Annual Fivesparks Chamber Music Festival to include a cello seminar

 

The week of June 21 will see the ninth year that Fivesparks has sponsored the Chamber Music Festival in Harvard, and this year a new addition will be a cello seminar, with up to eight young cellists.

Rhonda Rider, a cello teacher who has been with the festival since its inception, held a cello seminar in rural New York every summer for almost 30 years. She moved from Boston to Harvard last October and said it seemed sensible to move the seminar from New York to here. “It’s quite exciting to combine the chamber music workshop and cello seminar,” said Rider. “Both share a unique emphasis on chamber music performance as storytelling.”

For a week, both groups of musicians, all of whom are students and recent graduates planning careers in music, will rehearse in different ensembles and join together for master classes held around town. Venues include the Congregational Church, Volunteers Hall, and the Unitarian Church’s Fellowship Building, where they will also have meals. They may also play live music in pop-up places where people aren’t expecting it. At the end of the week, each group will have its own concert in the Unitarian Universalist Church, presenting the pieces they have been working on throughout the week. “Coming to Harvard for a week of intensive coaching brings these musicians back to why they love music in the first place,” Rider said.

Residents have come to look forward to the festival and, said Rider, “the support from the community has been extraordinary.” Residents are invited to visit the different sites to watch rehearsals and interact with the players and their music. It’s a perfect opportunity for people who know nothing about the process to learn about music and for knowledgeable music lovers to see things from behind the scenes. The young people have bed and breakfast with host families, and Fivesparks board member Willie Wickman and her team take care of everything else for them. “It’s a special event for the young musicians,” said Rider, “and they feel part of the community.”

Lucy Wallace has been hosting since the festival’s first year and wrote, “I have found it to be an incredibly enriching experience for me—especially if they are foreign students studying here in Boston. I’ve loved meeting the students who have stayed here; they are always so gracious, appreciative, and, on occasion, have given me a private preview of the piece they are working on!” Maria Day said every year she has thoroughly enjoyed hosting groups of students from different parts of the U.S. and the world and having conversations about different cultures. “During the week I very much enjoy following the progress of their chosen pieces during master classes and practices.”

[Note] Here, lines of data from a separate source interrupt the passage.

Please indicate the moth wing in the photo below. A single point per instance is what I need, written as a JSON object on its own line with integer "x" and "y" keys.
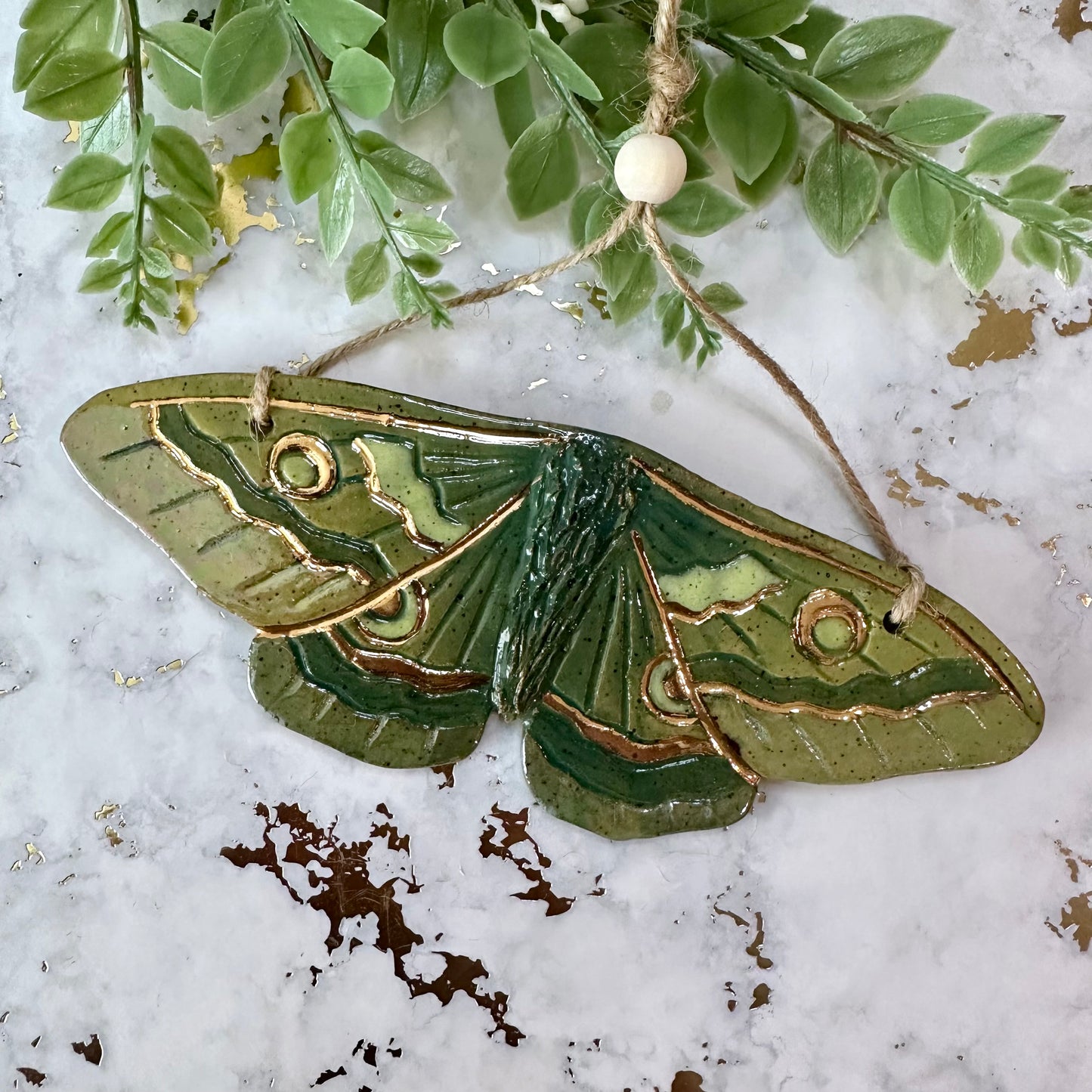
{"x": 782, "y": 633}
{"x": 596, "y": 753}
{"x": 370, "y": 537}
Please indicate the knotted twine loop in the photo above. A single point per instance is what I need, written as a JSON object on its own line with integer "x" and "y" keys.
{"x": 670, "y": 78}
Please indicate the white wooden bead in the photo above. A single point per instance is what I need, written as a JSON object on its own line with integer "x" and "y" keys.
{"x": 650, "y": 167}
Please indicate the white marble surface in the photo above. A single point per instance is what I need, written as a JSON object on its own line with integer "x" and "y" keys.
{"x": 907, "y": 920}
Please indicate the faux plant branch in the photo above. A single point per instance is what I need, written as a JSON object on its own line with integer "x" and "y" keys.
{"x": 73, "y": 59}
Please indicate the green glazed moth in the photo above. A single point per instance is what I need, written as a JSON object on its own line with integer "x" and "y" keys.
{"x": 412, "y": 567}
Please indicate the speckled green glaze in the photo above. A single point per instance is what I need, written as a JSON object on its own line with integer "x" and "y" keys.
{"x": 412, "y": 567}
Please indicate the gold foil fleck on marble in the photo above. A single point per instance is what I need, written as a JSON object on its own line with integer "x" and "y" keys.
{"x": 901, "y": 490}
{"x": 1069, "y": 19}
{"x": 1001, "y": 334}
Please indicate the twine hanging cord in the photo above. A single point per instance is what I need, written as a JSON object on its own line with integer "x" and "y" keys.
{"x": 670, "y": 78}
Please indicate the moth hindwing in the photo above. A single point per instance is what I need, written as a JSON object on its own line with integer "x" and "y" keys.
{"x": 411, "y": 567}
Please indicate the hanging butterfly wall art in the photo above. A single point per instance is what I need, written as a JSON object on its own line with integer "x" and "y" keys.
{"x": 411, "y": 567}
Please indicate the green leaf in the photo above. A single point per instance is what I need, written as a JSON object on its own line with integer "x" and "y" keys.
{"x": 156, "y": 263}
{"x": 421, "y": 232}
{"x": 308, "y": 154}
{"x": 758, "y": 193}
{"x": 409, "y": 176}
{"x": 746, "y": 118}
{"x": 103, "y": 275}
{"x": 977, "y": 247}
{"x": 334, "y": 25}
{"x": 76, "y": 85}
{"x": 515, "y": 108}
{"x": 687, "y": 261}
{"x": 633, "y": 294}
{"x": 613, "y": 56}
{"x": 923, "y": 214}
{"x": 700, "y": 209}
{"x": 226, "y": 10}
{"x": 107, "y": 238}
{"x": 407, "y": 295}
{"x": 1077, "y": 201}
{"x": 57, "y": 26}
{"x": 1028, "y": 209}
{"x": 425, "y": 264}
{"x": 181, "y": 226}
{"x": 542, "y": 171}
{"x": 243, "y": 59}
{"x": 582, "y": 203}
{"x": 336, "y": 209}
{"x": 107, "y": 132}
{"x": 1006, "y": 144}
{"x": 368, "y": 271}
{"x": 88, "y": 183}
{"x": 1038, "y": 247}
{"x": 753, "y": 19}
{"x": 183, "y": 167}
{"x": 176, "y": 51}
{"x": 362, "y": 82}
{"x": 1069, "y": 267}
{"x": 932, "y": 120}
{"x": 687, "y": 342}
{"x": 841, "y": 191}
{"x": 486, "y": 46}
{"x": 670, "y": 311}
{"x": 812, "y": 35}
{"x": 880, "y": 57}
{"x": 722, "y": 297}
{"x": 419, "y": 63}
{"x": 1038, "y": 183}
{"x": 562, "y": 67}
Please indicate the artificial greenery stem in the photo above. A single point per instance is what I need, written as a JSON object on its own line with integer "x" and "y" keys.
{"x": 876, "y": 140}
{"x": 135, "y": 85}
{"x": 425, "y": 301}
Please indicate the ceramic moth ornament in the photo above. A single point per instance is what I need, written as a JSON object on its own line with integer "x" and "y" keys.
{"x": 412, "y": 567}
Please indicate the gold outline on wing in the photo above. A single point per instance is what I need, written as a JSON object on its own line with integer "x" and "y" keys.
{"x": 392, "y": 503}
{"x": 297, "y": 547}
{"x": 633, "y": 750}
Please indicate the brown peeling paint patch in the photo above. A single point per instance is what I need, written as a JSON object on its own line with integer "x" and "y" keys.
{"x": 1075, "y": 326}
{"x": 342, "y": 889}
{"x": 1069, "y": 19}
{"x": 447, "y": 773}
{"x": 92, "y": 1050}
{"x": 901, "y": 490}
{"x": 503, "y": 831}
{"x": 930, "y": 481}
{"x": 979, "y": 503}
{"x": 999, "y": 336}
{"x": 1076, "y": 917}
{"x": 687, "y": 1080}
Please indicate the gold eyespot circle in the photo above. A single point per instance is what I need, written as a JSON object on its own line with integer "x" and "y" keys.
{"x": 828, "y": 628}
{"x": 302, "y": 466}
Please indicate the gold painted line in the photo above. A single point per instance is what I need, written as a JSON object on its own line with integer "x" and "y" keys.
{"x": 233, "y": 506}
{"x": 951, "y": 698}
{"x": 724, "y": 746}
{"x": 723, "y": 606}
{"x": 416, "y": 572}
{"x": 773, "y": 539}
{"x": 372, "y": 417}
{"x": 392, "y": 503}
{"x": 630, "y": 749}
{"x": 391, "y": 665}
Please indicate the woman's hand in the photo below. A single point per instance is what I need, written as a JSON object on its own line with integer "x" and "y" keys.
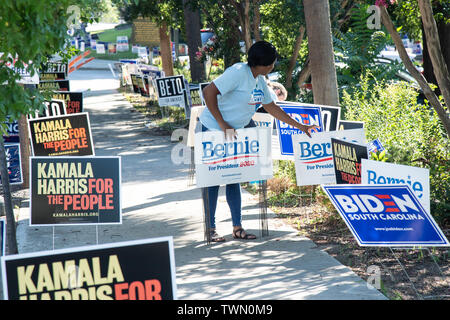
{"x": 229, "y": 131}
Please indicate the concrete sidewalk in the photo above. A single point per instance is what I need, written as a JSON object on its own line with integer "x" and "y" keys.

In a recent conversation, Rider talked about her love of the cello. Both her parents were violinists and played in a quartet. In fourth grade she joined a school program, playing a cello appropriate to her size. Now, her cello is seven-eighths of a full size, which makes it easier to get around it, she said. She explained that through time, the cello has varied in size, depending on what is popular at the time.

Rider’s instrument was made in 1760 and she sees herself as a caretaker. It’s interesting playing an old instrument, she said, and added that sometimes when she is playing a classic, she imagines Beethoven’s presence and herself asking him, “How do you like my interpretation of your piece?”

She talked about the versatility of the cello, saying that while other instruments have a single range—the violin plays soprano, the bass plays bass—the cello has an “incredible range,” with all four voices.

During the Harvard cello seminar, the students will be playing lots of contemporary music, from solos to octets. “We need to keep music relevant,” said Rider. “Today composers have such a variety of inspirations, which wasn’t true for the old composers like Brahms.” She mentioned Kaija Saariaho, a contemporary Finnish composer who has a composition of five movements, where each one creates a different image of snow. In the avant-garde composer Michael Begay’s “Spring,” four cellos make sounds that you would not usually expect—sounds of thunder, flowers coming up, bird songs.

During the festival week, the students engage in score study, which Rider described as learning a composer’s language. “It’s like cooking,” said Rider. For some composers the language is like a detailed recipe, with exact instructions. For others, it’s more suggestive, a sprinkle of this here or more salt there. Rider later wrote, “Score study is where we see how the roles interact and decide how we want to portray each character to best support what the music is about.”

In addition to Rider, other coaches of the chamber music groups are violinist Judith Eissenberg, a former Harvard resident who founded the festival; Judy Gordon, a pianist, who was also one of the original coaches and will be returning from New Mexico; and professional cellist David Russell. The coaches, all of whom know each other from the Boston Conservatory, will play together at the start of the festival. They love playing together, said Rider, and their performance will set aspirations for what the young musicians can accomplish over the festival week.